The role of Government in financing health care (1)

The role of Government in financing health care

Insurance markets are far from meeting the conditions that make competitive markets efficient. Here is an incomplete but illustrative list of problems in the case of health insurance:

  • Externalities: my health quality affects me, but also affects people around me, like in the case of contagious diseases. Economic theory predicts that consumers will not purchase an optimal amount of health insurance for this reason.
  • Public good: the level of inequality is a characteristic of the society. Individuals may or may not care about it, but if they do, this level is a public good that cannot be optimally reduced by individual, voluntary acts. Universal health care is a way to mitigate inequalities via guaranteeing a minimum equality of opportunities.
  • Time inconsistency: the Government cannot commit not to take care of a person who voluntarily decided not to purchase a health insurance policy.
  • Asymmetric information: sometimes consumers know better their risk group than the insurer, some other times it is the other way around, and health care providers know much better the quality of the service than the consumer. These asymmetries in the information create problems in the way insurance firms can pool risks.

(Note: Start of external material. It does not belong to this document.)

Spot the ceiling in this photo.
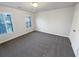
[0,2,77,12]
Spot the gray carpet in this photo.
[0,31,75,57]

Given all these, what is a reasonable way to structure the health system? Which is a balanced policy that takes into account the benefits of competition and of consumers’ responsibility, and the goals to minimize the problems mentioned above?

Stabile and Thomson (2014) 1 offer an international perspective on the way the role of the State has changed in a group of developed countries, and on the effects of those changes, as reflected in the documented works that have studied the changes. Their summary does not provide an answer on how to optimally design a health care sector, or how to deal with all of the problems, but offers some insight into which particular elements of a health care sector favor quality, help to improve risk pooling and are able to control the costs. In this article we will review the findings on financing and risk pooling. A second part of the article will deal with other aspects like demand of services, evaluation and coverage decisions.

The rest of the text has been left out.